Bunun için geçen dönemin önemli iki belgesi Mimarlık Yasa Taslağı ve Meslek İçi Eğitim yönetmeliğinden örnekler vererek bu belgelerin ışığında yönetimin anlayışını yansıtışlarını anlatacağım.
Ancak bu iki belgeden önce tam yirmi yıl evvel odadaki anlayışın bir kırılma noktası olan Bursa Deklarasyonu’nu (1986) anımsatmakta yarar var. O kırılma noktasında ne amaçlanmıştı, hangi anlayış yıkılıp ne inşa edilmeye çalışılmıştı hatırlamaz isek bugünün yanlışlarını ve düzeltilecek noktaları kavramamız mümkün olmayacaktır.
Bursa Deklarasyonu bir dönüm noktasıydı. Ancak Mimarlar Odamız o günden bugüne bu dönüşü ne tamamladı ne de gerçekten özümsedi.
Deklarasyon mimarlığın daha iyi ve doğru yapılması için yeni bir strateji tanımlıyordu.

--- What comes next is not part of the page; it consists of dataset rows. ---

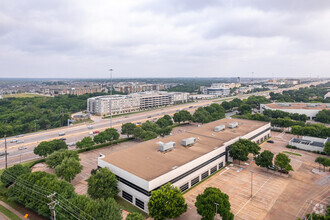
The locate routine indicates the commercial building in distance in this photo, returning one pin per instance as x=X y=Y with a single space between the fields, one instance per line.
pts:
x=182 y=160
x=309 y=143
x=122 y=104
x=309 y=109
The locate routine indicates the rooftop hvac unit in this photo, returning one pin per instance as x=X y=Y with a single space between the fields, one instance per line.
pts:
x=284 y=104
x=219 y=128
x=233 y=125
x=167 y=146
x=188 y=141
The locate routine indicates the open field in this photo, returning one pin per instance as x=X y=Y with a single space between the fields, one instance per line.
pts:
x=275 y=196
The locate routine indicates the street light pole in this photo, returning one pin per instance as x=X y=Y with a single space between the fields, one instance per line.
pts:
x=110 y=97
x=251 y=182
x=216 y=208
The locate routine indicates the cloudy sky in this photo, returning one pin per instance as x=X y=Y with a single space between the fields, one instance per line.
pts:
x=164 y=38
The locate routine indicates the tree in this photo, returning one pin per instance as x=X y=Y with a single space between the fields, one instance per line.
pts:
x=244 y=109
x=166 y=202
x=86 y=142
x=57 y=157
x=9 y=175
x=206 y=204
x=239 y=151
x=283 y=162
x=327 y=148
x=27 y=191
x=68 y=169
x=135 y=216
x=128 y=129
x=103 y=184
x=265 y=159
x=253 y=148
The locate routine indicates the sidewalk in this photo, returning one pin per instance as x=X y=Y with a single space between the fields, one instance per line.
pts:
x=12 y=210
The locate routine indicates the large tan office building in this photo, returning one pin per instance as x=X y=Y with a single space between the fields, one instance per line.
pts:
x=143 y=168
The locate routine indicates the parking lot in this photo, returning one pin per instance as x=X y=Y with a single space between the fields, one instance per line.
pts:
x=275 y=196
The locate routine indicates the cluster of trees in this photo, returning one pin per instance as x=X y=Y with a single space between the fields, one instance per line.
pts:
x=168 y=203
x=325 y=162
x=209 y=113
x=323 y=116
x=25 y=115
x=307 y=94
x=66 y=164
x=314 y=130
x=46 y=148
x=282 y=161
x=240 y=150
x=149 y=130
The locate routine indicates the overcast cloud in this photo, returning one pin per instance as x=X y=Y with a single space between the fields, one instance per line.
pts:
x=171 y=38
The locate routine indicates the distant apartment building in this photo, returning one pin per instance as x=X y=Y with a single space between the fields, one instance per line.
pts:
x=134 y=87
x=134 y=102
x=220 y=89
x=69 y=90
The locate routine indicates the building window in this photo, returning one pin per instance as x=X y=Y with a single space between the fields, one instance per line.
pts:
x=204 y=175
x=184 y=187
x=139 y=203
x=213 y=169
x=127 y=196
x=194 y=181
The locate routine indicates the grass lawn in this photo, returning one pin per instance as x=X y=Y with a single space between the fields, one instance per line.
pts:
x=8 y=213
x=23 y=95
x=287 y=152
x=123 y=204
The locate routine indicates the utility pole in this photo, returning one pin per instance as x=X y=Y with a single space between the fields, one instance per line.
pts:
x=52 y=205
x=110 y=97
x=216 y=208
x=5 y=136
x=251 y=182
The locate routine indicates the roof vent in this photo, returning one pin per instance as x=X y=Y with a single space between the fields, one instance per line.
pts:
x=167 y=146
x=233 y=125
x=219 y=128
x=188 y=141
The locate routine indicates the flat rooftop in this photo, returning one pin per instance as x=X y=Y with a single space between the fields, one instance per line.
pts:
x=145 y=161
x=298 y=106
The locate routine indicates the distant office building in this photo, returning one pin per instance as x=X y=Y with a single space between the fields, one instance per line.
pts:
x=182 y=160
x=309 y=109
x=309 y=143
x=69 y=90
x=134 y=102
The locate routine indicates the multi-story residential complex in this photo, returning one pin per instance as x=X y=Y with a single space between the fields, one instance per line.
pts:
x=220 y=89
x=183 y=160
x=122 y=104
x=133 y=87
x=309 y=109
x=62 y=90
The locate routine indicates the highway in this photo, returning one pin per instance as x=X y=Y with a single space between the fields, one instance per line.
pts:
x=21 y=152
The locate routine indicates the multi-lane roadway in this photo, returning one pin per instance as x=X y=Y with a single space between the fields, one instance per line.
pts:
x=21 y=152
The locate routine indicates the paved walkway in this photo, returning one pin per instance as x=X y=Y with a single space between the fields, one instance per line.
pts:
x=12 y=210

Bu strateji iki bileşkeli bir eksen üzerine kuruluydu. Birinci bileşke daha iyi bir meslek pratiği için daha iyi bir mesleki örgüt tanımlıyordu. Bu, yaygın “şubeleri” olan “yatay örgütlenmesi” güçlü bir oda tarifiydi: ve bu bileşke “Bursa” olağanüstü kongresi ile (bazı grupların şiddetli muhalefetlerine rağmen) yaşama geçirildi. İkinci bileşke ise mimarın bu örgütlenme içinde “İŞİNİ” yani “MİMARLIĞI” iyi, doğru ve dürüst yapması için gerekli “norm” ve “standartların”, giderek bir mimarlık yasasının gerekliliğini tanımlıyordu. Bu bileşke ise Nevşehir Olağanüstü Kongresi’nde (1995) red edildi.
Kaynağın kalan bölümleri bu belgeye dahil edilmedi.